Sir William D'Avenant (1606-68) briefly attended Lincoln College, Oxford, and attached himself for a short while to the ageing Fulke Greville, in whose service he learned the court manners that stood him well for the remainder of his life. He evidently liked to imagine himself the natural son of Shakespeare. Richard Flecknoe, in Sir William D'avenant's Voyage to the Other World…(1668), represents him arriving in Elysium, and being amazed

to find never a Poet there, Antient nor Modern, whom in some sort or other he had not disoblig'd by his discommendations, as Homer, Virgil, Tasso, Spencer, and especially Ben. Johnson… Nay, even Shakespear, whom he thought to have found his greatest Friend…

His 'discommendation' of Spenser is not remarkable for special insight, but H.E. Cory [in The Critics of Edmund Spenser, Univ. of California Publications in Modern Philology, II (1911), 104], rather untypically, forgives D'Avenant his reservations.

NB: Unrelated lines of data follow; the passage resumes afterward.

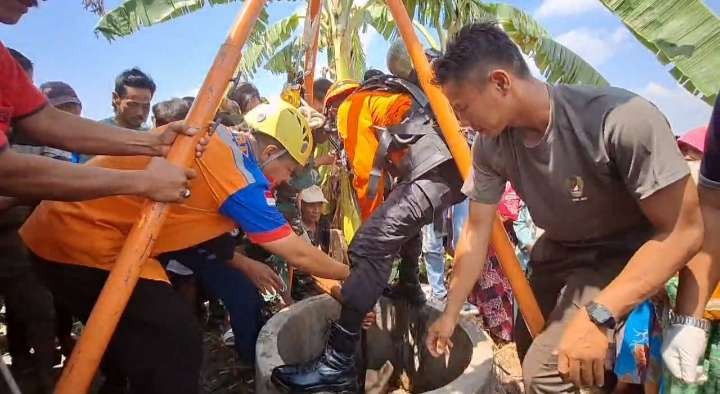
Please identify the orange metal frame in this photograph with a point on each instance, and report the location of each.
(83, 363)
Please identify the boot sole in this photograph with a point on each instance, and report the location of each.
(319, 389)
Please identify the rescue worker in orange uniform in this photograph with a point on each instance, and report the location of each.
(405, 178)
(157, 343)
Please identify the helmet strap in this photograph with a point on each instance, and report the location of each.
(272, 157)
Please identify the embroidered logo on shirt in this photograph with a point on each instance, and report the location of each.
(270, 198)
(576, 187)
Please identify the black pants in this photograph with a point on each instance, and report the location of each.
(157, 343)
(29, 305)
(394, 230)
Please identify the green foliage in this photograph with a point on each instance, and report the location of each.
(682, 33)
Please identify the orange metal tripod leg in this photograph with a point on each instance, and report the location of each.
(459, 148)
(80, 369)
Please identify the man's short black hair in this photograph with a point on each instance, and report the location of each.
(479, 46)
(320, 88)
(170, 111)
(133, 78)
(22, 60)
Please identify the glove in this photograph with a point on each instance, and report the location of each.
(683, 349)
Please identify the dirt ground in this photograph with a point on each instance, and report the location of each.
(223, 374)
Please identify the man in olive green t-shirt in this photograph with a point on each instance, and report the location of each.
(600, 172)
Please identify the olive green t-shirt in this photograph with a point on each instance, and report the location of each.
(605, 149)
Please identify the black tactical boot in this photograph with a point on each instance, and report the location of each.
(408, 291)
(333, 371)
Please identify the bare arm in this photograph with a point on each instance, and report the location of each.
(468, 265)
(675, 214)
(59, 129)
(42, 178)
(470, 255)
(306, 257)
(699, 278)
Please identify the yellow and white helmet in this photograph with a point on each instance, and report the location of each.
(286, 124)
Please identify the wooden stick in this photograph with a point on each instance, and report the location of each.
(461, 153)
(80, 370)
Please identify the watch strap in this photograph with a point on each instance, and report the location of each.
(690, 321)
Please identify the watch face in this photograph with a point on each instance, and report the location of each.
(600, 315)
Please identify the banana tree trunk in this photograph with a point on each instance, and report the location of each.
(342, 39)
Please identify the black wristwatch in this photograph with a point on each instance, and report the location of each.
(600, 315)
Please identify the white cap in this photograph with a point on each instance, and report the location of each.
(312, 194)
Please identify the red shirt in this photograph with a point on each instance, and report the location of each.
(18, 96)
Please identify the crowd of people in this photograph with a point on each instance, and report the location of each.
(613, 219)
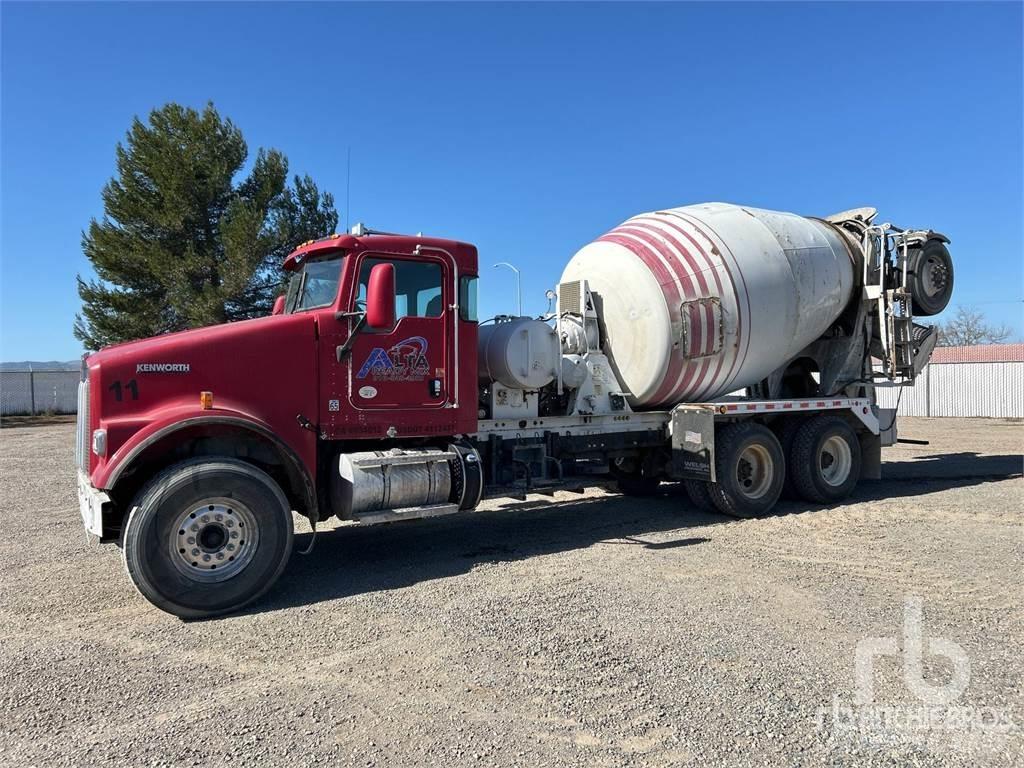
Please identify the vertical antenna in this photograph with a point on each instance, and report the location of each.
(348, 185)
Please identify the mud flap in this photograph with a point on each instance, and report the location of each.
(692, 430)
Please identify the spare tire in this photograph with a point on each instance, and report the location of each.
(930, 272)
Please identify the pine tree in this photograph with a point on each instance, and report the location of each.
(180, 245)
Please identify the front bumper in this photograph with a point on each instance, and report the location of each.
(90, 504)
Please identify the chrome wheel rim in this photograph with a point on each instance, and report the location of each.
(214, 540)
(835, 461)
(934, 276)
(755, 471)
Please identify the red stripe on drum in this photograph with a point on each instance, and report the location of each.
(669, 289)
(738, 298)
(699, 274)
(674, 388)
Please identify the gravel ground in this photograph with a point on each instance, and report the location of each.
(594, 630)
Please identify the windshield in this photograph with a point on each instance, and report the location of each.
(313, 285)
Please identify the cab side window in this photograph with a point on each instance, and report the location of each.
(418, 287)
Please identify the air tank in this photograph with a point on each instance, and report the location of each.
(698, 301)
(519, 352)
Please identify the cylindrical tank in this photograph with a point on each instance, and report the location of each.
(698, 301)
(378, 480)
(521, 353)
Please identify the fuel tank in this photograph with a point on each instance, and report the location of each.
(698, 301)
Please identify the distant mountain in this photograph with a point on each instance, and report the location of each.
(41, 366)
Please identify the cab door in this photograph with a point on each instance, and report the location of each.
(404, 368)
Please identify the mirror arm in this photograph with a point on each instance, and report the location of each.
(343, 349)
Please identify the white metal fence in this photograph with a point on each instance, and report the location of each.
(38, 392)
(992, 389)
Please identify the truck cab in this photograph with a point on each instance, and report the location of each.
(260, 409)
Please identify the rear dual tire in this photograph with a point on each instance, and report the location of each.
(824, 460)
(750, 466)
(815, 459)
(207, 537)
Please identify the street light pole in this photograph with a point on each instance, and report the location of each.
(518, 287)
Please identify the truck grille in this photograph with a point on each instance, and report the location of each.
(82, 429)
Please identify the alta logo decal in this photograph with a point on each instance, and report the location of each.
(407, 360)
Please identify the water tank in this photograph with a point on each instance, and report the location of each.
(520, 352)
(702, 300)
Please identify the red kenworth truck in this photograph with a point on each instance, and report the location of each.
(374, 394)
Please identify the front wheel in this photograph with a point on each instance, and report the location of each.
(207, 537)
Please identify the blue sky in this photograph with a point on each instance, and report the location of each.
(527, 129)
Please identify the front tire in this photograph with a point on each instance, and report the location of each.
(207, 537)
(749, 469)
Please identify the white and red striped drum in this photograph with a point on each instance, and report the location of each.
(702, 300)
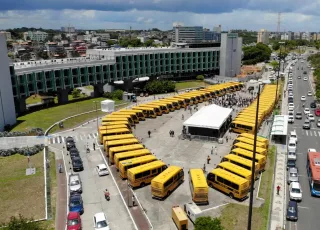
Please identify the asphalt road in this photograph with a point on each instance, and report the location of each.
(309, 207)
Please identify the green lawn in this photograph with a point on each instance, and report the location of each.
(189, 84)
(235, 216)
(21, 194)
(46, 117)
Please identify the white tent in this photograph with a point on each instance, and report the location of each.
(210, 117)
(107, 106)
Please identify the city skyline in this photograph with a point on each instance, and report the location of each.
(143, 14)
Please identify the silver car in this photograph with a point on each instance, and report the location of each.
(293, 175)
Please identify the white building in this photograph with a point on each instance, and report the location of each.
(35, 36)
(230, 55)
(6, 34)
(7, 107)
(263, 36)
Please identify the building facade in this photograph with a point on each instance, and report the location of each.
(7, 108)
(263, 36)
(230, 55)
(35, 36)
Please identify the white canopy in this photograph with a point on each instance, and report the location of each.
(211, 117)
(107, 106)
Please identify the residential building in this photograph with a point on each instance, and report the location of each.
(35, 36)
(188, 34)
(263, 36)
(6, 34)
(230, 54)
(68, 29)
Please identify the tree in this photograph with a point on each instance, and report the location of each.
(75, 93)
(200, 77)
(22, 223)
(207, 223)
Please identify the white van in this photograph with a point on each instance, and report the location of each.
(193, 211)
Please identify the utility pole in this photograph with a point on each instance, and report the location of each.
(253, 161)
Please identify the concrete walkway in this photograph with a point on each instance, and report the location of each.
(278, 210)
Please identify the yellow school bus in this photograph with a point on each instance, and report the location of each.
(163, 106)
(179, 218)
(229, 183)
(250, 142)
(261, 159)
(198, 186)
(143, 174)
(116, 123)
(139, 113)
(129, 155)
(133, 115)
(242, 127)
(134, 162)
(156, 108)
(115, 150)
(112, 132)
(260, 139)
(122, 142)
(174, 103)
(249, 147)
(147, 112)
(242, 162)
(236, 169)
(167, 181)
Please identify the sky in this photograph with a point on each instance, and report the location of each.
(296, 15)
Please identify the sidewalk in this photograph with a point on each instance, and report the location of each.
(278, 209)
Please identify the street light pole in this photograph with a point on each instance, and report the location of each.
(253, 161)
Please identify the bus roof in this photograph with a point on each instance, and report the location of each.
(141, 159)
(167, 174)
(239, 159)
(314, 158)
(235, 168)
(229, 176)
(145, 167)
(198, 178)
(126, 147)
(123, 141)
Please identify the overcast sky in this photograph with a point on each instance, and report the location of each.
(297, 15)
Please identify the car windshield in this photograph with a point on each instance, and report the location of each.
(73, 222)
(296, 190)
(76, 182)
(102, 224)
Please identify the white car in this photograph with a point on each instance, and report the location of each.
(295, 191)
(312, 150)
(100, 222)
(306, 111)
(293, 136)
(310, 117)
(102, 170)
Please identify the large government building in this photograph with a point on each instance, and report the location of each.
(102, 66)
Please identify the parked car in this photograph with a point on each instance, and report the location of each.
(76, 203)
(292, 210)
(77, 164)
(74, 221)
(102, 170)
(295, 191)
(75, 185)
(100, 221)
(292, 175)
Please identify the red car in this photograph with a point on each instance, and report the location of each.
(74, 221)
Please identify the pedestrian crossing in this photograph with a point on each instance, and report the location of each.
(80, 137)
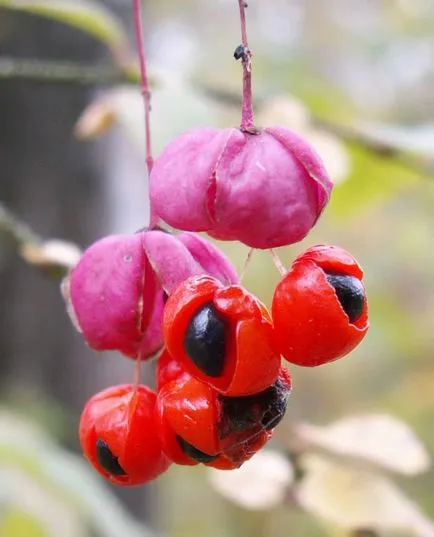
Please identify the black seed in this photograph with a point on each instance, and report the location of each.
(194, 453)
(107, 460)
(266, 408)
(239, 52)
(205, 341)
(350, 293)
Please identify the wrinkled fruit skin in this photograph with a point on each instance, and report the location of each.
(198, 425)
(116, 293)
(311, 326)
(265, 190)
(119, 435)
(221, 335)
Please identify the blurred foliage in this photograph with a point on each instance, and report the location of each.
(332, 65)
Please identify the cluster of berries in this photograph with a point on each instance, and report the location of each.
(221, 388)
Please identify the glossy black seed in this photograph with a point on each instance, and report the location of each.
(266, 408)
(350, 293)
(195, 453)
(107, 460)
(205, 341)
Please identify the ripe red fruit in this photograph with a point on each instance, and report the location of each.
(119, 435)
(266, 189)
(168, 369)
(115, 294)
(320, 309)
(198, 425)
(221, 335)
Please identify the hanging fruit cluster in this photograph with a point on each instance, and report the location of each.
(221, 386)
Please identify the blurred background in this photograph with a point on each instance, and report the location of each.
(357, 79)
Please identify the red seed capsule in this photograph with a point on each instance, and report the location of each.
(119, 435)
(320, 309)
(221, 335)
(198, 425)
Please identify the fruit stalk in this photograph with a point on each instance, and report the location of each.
(247, 118)
(146, 92)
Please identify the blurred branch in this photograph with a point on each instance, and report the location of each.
(352, 135)
(54, 257)
(75, 73)
(61, 72)
(424, 166)
(17, 230)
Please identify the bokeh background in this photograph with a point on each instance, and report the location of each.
(357, 78)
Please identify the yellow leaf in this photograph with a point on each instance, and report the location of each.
(376, 439)
(354, 499)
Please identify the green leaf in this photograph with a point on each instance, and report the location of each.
(16, 523)
(87, 16)
(373, 180)
(418, 139)
(32, 466)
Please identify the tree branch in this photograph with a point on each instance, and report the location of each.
(75, 73)
(54, 257)
(64, 72)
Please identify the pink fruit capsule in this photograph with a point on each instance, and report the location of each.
(115, 295)
(265, 189)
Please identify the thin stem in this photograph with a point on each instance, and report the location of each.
(278, 262)
(247, 118)
(146, 92)
(137, 372)
(246, 263)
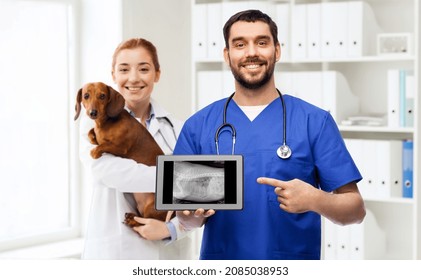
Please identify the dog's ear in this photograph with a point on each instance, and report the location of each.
(115, 104)
(78, 101)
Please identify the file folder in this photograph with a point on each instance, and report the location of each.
(299, 32)
(408, 168)
(313, 30)
(200, 43)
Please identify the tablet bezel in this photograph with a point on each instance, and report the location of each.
(160, 173)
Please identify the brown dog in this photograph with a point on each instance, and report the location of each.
(118, 133)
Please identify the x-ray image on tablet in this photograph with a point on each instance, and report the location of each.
(199, 181)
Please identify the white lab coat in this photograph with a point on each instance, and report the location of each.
(114, 178)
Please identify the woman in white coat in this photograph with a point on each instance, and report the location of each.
(135, 70)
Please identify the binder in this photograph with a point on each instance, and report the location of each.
(200, 32)
(367, 240)
(388, 168)
(393, 98)
(340, 28)
(312, 89)
(407, 168)
(209, 88)
(283, 23)
(231, 8)
(215, 37)
(313, 30)
(355, 149)
(370, 156)
(363, 241)
(299, 32)
(228, 83)
(327, 29)
(362, 29)
(283, 80)
(338, 98)
(409, 100)
(329, 240)
(402, 98)
(265, 6)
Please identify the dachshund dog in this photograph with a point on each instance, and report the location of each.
(118, 133)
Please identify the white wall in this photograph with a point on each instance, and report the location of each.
(100, 26)
(166, 23)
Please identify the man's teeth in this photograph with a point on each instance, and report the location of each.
(252, 66)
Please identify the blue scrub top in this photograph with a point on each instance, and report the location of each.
(319, 156)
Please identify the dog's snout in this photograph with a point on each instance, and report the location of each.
(93, 113)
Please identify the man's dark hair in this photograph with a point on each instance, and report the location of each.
(250, 16)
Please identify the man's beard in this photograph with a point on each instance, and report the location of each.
(256, 83)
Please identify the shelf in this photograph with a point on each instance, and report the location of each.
(374, 58)
(377, 132)
(396, 200)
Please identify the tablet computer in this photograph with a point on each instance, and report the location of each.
(190, 182)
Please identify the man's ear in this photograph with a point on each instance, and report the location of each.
(226, 56)
(278, 51)
(157, 76)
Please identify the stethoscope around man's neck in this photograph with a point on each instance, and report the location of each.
(284, 151)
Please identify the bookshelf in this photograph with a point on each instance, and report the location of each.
(365, 73)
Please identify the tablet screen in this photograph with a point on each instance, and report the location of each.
(189, 182)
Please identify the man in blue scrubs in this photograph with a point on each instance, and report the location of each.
(283, 198)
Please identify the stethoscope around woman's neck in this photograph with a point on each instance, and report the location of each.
(284, 151)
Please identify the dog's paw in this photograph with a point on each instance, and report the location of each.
(96, 153)
(130, 221)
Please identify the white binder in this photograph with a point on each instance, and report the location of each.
(209, 88)
(338, 98)
(283, 23)
(393, 98)
(228, 83)
(388, 168)
(200, 43)
(313, 30)
(369, 169)
(299, 32)
(308, 86)
(362, 29)
(340, 29)
(327, 29)
(214, 30)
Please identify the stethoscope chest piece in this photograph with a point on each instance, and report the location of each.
(284, 151)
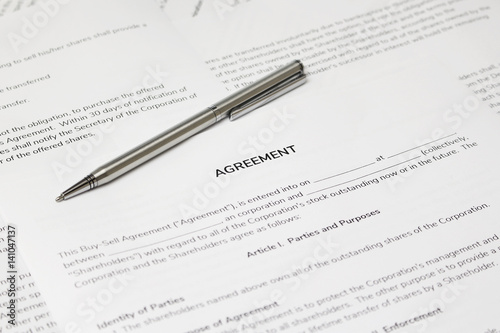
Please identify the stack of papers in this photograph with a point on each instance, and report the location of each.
(380, 217)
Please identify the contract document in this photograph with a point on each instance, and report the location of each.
(364, 201)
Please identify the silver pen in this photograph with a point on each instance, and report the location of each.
(235, 105)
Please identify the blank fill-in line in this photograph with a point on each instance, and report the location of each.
(425, 144)
(369, 174)
(343, 173)
(165, 240)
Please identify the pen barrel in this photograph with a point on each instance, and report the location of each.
(154, 147)
(261, 87)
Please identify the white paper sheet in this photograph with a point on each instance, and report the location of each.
(377, 214)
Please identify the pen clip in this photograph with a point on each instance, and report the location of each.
(268, 95)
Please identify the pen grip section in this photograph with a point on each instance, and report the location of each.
(154, 146)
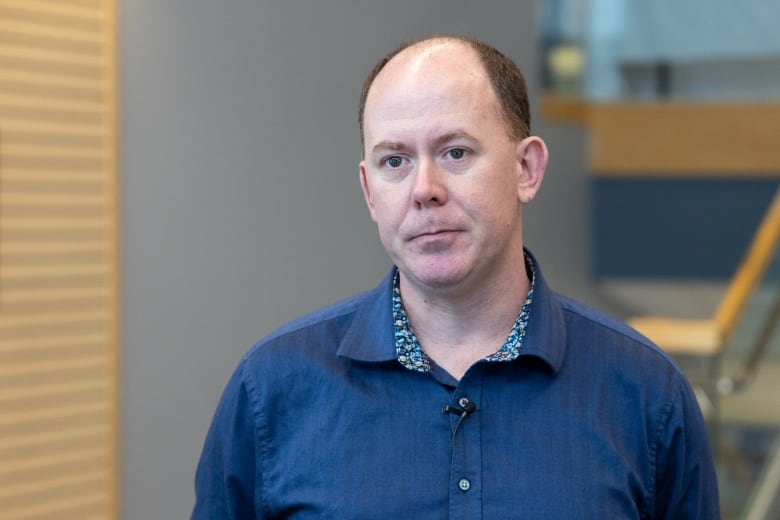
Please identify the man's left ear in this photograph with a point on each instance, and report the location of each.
(532, 158)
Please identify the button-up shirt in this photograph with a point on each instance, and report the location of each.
(589, 420)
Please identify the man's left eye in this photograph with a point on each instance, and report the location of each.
(456, 153)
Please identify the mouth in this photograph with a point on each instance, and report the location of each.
(434, 234)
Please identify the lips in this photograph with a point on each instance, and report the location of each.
(433, 234)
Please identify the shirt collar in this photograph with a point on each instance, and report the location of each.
(409, 352)
(371, 336)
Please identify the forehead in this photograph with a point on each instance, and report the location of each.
(427, 79)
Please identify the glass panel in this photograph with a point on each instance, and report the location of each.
(682, 49)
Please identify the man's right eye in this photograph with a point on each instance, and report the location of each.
(394, 161)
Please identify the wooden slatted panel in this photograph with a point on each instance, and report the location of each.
(58, 261)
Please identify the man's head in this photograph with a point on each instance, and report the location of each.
(444, 174)
(505, 77)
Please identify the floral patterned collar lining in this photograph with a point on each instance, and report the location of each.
(411, 355)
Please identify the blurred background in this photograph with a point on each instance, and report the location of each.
(179, 178)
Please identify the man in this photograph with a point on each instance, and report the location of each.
(461, 387)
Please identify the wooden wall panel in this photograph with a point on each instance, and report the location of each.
(58, 260)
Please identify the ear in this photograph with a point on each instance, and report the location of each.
(366, 190)
(532, 157)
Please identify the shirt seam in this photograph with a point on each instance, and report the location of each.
(260, 438)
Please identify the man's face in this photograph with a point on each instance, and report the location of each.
(441, 177)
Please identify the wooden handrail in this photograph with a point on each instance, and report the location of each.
(709, 336)
(750, 271)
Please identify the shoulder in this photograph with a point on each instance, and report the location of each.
(326, 321)
(606, 330)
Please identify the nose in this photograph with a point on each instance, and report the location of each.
(429, 187)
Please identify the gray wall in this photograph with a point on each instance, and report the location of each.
(241, 206)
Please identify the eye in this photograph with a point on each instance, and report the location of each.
(456, 153)
(394, 161)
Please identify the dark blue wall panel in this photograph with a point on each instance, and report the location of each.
(675, 228)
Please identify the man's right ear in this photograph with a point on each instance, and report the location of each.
(366, 190)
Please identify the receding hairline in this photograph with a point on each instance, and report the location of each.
(479, 51)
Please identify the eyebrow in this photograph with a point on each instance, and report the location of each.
(445, 138)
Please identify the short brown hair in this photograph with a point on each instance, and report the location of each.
(504, 75)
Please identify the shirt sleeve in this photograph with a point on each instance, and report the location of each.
(686, 483)
(225, 481)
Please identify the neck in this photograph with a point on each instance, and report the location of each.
(457, 329)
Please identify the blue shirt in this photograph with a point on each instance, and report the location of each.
(590, 420)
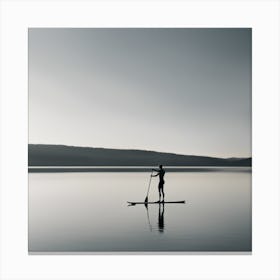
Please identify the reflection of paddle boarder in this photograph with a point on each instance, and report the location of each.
(161, 218)
(160, 173)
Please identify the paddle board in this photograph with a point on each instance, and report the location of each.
(156, 202)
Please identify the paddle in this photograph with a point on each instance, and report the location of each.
(146, 199)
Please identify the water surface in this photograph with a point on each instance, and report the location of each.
(88, 212)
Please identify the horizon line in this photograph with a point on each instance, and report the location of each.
(136, 149)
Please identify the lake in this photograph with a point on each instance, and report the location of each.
(87, 212)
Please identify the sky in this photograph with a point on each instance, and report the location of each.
(178, 90)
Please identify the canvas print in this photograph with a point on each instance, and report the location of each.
(139, 140)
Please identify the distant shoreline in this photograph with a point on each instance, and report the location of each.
(59, 155)
(61, 169)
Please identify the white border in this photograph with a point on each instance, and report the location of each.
(262, 16)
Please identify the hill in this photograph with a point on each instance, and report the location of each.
(60, 155)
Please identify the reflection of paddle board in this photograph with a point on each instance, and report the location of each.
(156, 202)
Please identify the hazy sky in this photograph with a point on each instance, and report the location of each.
(185, 91)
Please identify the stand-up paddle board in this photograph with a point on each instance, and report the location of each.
(156, 202)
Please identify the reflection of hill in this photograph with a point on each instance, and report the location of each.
(59, 155)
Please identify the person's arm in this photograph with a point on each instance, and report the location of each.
(155, 174)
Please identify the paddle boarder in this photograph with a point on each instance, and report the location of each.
(160, 173)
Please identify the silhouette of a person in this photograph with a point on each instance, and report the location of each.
(160, 173)
(161, 218)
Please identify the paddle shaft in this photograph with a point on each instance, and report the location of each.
(149, 187)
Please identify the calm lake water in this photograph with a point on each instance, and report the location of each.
(88, 212)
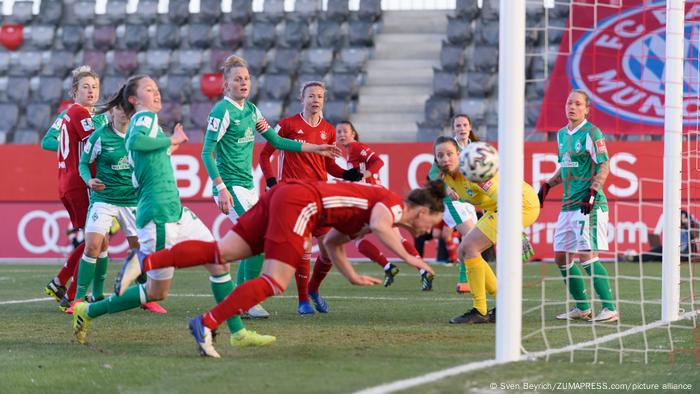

From A Discourse upon Gondibert…(1650), pp. 11-13; repr. J.E. Spingarn, Critical Essays of the Seventeenth Century (Oxford, 1908-9), II. 5-6:

Spencer may stand here as the last of this short File of Heroick Poets; Men, whose intellectuals were of so great a making, (though some have thought them lyable to those few censures we have mention'd) as perhaps they will in worthy memory out-last even Makers of Laws, and Founders of Empire, and all but such as must therefore live equally with them, because they have recorded their Names; and consequently with their own hands led them to the Temple of Fame. And since we have dar'd to remember those exceptions which the Curious have against them; it will not be expected I should forget what is objected against Spencer; whose obsolete language we are constrained to mention, though it be grown the most vulgar accusation that is lay'd to his charge.